SeenRed, your tag says NE Oklahoma, I'm in the Tulsa area. If we get maybe one or two more guys we could do a shipment from Lumberjack. Might make it worthwhile.


----------



## seenred

SmokinPapist said:


> SeenRed, your tag says NE Oklahoma, I'm in the Tulsa area. If we get maybe one or two more guys we could do a shipment from Lumberjack. Might make it worthwhile.



Hi SP.  I might be interested in getting in on a group buy, but I can't store more than a few bags at a time...I just don't have the space for bulk orders.  So, I don't know how useful I'd be unless several other people joined us.

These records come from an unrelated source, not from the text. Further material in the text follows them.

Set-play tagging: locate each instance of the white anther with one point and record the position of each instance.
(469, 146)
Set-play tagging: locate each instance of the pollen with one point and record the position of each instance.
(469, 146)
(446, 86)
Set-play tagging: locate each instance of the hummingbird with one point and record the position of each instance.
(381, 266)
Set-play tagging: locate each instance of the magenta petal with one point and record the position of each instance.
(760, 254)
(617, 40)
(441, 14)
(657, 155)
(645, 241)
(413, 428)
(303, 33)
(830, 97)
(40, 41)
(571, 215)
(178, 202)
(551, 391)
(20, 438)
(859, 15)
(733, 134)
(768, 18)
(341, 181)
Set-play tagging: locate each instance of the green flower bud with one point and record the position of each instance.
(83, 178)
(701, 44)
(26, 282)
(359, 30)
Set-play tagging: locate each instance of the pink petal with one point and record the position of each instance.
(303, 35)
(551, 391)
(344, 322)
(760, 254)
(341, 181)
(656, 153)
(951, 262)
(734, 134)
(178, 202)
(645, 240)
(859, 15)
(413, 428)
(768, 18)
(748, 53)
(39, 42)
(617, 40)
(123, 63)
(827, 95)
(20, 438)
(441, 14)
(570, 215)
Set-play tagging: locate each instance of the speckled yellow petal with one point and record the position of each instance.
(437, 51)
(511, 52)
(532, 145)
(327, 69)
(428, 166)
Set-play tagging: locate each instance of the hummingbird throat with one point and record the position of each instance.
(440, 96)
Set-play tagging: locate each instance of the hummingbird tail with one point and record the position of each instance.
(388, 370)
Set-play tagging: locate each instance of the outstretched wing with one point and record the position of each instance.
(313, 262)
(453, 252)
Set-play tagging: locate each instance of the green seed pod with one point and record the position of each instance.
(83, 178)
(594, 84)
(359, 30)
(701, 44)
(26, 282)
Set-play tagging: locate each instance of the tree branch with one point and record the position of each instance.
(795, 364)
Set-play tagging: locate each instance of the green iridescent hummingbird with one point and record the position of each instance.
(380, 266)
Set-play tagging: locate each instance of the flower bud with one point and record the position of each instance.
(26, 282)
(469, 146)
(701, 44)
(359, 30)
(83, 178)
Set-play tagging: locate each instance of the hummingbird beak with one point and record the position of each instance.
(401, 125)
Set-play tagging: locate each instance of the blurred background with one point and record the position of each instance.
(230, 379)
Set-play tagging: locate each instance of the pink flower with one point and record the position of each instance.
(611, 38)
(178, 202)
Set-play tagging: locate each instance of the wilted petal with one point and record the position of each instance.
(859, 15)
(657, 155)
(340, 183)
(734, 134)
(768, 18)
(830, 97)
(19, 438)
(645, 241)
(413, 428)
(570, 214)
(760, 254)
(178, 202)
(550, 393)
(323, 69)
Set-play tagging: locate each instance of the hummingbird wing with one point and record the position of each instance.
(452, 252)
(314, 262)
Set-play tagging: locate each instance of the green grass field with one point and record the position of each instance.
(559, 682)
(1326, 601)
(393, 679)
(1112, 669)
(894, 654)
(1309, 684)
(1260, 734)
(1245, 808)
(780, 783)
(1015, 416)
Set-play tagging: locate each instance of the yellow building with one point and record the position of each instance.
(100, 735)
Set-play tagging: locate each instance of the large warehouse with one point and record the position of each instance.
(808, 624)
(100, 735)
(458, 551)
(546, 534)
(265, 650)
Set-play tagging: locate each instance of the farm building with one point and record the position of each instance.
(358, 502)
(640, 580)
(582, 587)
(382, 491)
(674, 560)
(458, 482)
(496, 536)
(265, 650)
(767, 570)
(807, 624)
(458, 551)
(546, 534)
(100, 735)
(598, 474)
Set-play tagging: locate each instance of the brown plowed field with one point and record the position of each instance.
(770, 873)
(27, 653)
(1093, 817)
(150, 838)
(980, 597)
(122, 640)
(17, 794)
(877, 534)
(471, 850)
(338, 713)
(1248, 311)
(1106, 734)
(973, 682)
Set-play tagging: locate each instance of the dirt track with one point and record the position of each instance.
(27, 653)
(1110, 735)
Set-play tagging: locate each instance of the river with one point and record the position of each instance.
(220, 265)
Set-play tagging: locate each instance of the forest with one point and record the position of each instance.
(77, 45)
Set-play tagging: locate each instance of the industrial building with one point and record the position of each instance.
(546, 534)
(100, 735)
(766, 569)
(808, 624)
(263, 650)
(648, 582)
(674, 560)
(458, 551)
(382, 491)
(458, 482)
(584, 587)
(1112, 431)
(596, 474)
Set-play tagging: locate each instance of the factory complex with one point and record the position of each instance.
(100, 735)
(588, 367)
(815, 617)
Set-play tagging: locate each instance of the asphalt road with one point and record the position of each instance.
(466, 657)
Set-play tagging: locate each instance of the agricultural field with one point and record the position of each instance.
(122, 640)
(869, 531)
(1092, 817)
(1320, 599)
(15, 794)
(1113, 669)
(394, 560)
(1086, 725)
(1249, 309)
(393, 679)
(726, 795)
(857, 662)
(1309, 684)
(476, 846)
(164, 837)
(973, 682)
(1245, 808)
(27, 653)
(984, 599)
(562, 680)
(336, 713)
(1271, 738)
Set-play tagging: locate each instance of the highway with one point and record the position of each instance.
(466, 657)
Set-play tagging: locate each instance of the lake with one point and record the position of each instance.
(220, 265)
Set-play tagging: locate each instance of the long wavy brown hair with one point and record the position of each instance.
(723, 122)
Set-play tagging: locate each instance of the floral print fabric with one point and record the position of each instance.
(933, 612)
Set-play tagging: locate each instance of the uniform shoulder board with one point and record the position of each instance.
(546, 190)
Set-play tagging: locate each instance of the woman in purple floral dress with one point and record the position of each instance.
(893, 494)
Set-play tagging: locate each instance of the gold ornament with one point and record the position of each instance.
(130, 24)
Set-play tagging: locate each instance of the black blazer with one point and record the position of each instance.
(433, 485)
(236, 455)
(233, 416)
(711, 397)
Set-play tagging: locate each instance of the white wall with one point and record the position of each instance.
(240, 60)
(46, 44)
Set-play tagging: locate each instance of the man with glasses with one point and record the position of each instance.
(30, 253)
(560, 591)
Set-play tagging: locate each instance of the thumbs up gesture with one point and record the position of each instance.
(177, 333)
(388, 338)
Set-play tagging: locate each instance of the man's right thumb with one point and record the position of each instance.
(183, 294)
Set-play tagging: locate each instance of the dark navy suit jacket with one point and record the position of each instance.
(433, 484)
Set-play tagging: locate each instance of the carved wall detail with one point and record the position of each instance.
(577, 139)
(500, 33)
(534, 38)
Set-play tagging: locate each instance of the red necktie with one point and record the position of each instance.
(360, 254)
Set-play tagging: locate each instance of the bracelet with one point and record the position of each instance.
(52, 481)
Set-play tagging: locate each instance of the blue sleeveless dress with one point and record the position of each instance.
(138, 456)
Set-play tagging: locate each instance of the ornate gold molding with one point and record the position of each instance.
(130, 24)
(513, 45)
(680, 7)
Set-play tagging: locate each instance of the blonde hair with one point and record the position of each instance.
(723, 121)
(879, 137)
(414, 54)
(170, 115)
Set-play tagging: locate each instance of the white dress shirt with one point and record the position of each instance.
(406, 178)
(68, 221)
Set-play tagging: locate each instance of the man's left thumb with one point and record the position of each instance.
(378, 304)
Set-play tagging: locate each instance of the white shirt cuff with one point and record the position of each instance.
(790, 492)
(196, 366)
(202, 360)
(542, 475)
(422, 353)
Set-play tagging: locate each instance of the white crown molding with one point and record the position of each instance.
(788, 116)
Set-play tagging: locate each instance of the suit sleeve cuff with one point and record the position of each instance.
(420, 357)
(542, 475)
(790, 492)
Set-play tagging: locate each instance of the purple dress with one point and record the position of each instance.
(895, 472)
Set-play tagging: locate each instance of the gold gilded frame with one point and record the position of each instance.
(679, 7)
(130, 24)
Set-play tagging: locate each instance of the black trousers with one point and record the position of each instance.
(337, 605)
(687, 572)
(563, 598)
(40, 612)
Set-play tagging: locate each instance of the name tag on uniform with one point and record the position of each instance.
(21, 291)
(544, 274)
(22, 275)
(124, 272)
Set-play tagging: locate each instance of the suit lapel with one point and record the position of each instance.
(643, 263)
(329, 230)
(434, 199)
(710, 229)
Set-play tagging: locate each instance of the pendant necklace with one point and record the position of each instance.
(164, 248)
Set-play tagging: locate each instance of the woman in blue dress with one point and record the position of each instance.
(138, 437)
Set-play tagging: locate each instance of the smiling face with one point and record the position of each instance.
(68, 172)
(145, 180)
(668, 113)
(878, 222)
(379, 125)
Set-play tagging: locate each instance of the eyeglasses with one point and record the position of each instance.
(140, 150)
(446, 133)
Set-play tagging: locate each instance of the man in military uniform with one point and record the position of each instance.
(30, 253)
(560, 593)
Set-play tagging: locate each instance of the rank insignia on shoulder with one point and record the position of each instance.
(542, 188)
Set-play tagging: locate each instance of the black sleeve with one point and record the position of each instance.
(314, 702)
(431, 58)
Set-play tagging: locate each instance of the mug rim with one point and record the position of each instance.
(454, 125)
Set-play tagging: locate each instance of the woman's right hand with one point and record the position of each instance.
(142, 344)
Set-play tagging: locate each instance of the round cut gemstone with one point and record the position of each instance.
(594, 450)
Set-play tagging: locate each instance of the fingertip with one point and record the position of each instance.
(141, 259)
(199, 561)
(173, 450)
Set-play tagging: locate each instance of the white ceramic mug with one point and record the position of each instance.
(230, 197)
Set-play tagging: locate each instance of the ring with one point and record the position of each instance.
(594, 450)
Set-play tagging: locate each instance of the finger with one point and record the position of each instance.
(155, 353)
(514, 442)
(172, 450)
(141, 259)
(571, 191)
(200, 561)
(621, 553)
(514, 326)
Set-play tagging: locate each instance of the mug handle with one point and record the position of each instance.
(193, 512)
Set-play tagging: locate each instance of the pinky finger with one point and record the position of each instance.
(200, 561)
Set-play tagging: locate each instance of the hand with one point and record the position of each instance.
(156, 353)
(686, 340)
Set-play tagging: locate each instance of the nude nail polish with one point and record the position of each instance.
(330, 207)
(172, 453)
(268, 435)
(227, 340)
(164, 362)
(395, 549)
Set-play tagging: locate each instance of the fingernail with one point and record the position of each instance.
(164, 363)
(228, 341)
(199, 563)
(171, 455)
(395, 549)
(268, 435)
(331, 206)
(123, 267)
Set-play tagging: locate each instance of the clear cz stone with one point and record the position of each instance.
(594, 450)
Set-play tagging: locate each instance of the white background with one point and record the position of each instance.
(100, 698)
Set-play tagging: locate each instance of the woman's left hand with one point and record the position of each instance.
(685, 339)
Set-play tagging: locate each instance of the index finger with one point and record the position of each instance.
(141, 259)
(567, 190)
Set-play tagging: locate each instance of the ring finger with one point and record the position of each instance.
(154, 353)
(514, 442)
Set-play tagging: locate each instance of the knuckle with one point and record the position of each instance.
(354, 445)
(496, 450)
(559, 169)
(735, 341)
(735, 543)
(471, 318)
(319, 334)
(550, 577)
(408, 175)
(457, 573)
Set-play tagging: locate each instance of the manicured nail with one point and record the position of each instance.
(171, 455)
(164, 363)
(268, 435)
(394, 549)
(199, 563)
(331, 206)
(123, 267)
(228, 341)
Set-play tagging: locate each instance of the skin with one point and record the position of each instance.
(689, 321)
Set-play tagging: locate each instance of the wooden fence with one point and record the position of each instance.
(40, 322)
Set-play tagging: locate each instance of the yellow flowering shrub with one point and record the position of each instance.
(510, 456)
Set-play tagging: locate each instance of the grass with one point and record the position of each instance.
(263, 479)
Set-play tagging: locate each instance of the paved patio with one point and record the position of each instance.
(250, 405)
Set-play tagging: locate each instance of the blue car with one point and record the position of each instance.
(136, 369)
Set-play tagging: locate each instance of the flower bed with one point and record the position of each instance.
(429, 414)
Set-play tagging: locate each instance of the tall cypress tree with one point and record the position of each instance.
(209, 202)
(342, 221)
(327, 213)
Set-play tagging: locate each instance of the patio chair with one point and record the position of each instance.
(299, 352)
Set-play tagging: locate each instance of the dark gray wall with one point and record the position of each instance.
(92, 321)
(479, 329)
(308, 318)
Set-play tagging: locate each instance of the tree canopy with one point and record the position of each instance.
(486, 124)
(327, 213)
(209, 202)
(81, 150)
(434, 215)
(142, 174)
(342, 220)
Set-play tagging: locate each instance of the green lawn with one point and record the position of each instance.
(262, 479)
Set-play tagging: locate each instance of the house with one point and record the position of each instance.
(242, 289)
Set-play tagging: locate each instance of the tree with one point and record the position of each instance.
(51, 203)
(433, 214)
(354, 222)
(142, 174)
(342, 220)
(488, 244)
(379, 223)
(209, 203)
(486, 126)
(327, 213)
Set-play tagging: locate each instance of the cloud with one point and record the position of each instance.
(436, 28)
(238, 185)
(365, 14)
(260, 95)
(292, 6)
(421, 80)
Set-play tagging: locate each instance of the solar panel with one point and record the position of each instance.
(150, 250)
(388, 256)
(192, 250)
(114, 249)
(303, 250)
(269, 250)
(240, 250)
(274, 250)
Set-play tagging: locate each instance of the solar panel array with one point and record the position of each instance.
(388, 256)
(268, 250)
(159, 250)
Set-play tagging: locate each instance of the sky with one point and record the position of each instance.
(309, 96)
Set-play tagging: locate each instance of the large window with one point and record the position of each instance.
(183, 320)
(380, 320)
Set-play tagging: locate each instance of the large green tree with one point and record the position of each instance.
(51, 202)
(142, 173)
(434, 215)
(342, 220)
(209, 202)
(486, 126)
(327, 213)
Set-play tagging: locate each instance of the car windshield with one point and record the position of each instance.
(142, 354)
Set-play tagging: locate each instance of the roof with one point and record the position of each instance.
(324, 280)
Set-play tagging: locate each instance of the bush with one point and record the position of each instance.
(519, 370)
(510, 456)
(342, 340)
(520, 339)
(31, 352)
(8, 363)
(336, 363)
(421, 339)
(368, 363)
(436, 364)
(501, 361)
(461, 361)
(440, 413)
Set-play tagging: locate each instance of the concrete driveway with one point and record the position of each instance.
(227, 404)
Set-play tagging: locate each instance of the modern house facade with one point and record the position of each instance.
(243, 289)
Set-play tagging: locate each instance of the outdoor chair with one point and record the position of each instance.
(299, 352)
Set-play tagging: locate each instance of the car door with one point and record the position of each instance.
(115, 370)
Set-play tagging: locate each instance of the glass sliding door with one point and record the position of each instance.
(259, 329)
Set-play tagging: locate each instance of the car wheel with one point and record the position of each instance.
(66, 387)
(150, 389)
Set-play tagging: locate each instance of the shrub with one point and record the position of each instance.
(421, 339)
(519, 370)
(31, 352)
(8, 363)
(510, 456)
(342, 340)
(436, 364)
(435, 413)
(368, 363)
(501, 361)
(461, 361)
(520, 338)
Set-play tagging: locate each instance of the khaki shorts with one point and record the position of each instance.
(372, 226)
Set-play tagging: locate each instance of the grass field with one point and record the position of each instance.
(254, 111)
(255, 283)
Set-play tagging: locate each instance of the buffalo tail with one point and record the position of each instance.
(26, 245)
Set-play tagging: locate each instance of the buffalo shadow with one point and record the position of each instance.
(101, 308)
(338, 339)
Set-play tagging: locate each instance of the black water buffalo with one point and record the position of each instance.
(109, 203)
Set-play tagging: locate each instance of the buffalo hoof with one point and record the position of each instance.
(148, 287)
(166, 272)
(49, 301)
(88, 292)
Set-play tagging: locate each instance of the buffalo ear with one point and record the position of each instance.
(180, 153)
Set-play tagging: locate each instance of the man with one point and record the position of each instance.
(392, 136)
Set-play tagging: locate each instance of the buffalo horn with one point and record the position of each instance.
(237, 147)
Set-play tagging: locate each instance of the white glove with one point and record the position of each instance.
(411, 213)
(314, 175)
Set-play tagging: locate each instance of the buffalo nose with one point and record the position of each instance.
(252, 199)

If you get any more interest, PM me any time.

Red


----------



## smokeymose

IMG_0957.JPG



__ smokeymose
__ Feb 6, 2016





I picked this up at Lowe's. Did an Anduille smoke with it and it was good. Just did a cheese smoke today and got a good 2 hours smoke out of a 6" AMAZN tube. Really. Kind of a "Light Mix" of woods. I use a mailbox with pellets.


----------



## pgde

If you have a Sportsman's Warehouse in your area, they are selling Pacific Pellets (various flavors) for 9.99/20 lbs. Works great with my RecTec Mini!


----------



## inkjunkie

pgde said:


> If you have a Sportsman's Warehouse in your area, they are selling Pacific Pellets (various flavors) for 9.99/20 lbs. Works great with my RecTec Mini!


I use Pacific Pellets for all my cold smoking. I cold smoke cheese for 10 people, between them and the butter and cheese I smoked for us we went thru over 20 pounds this past winter...
They light easy, produce good smoke and don't produce a ton of ash.


----------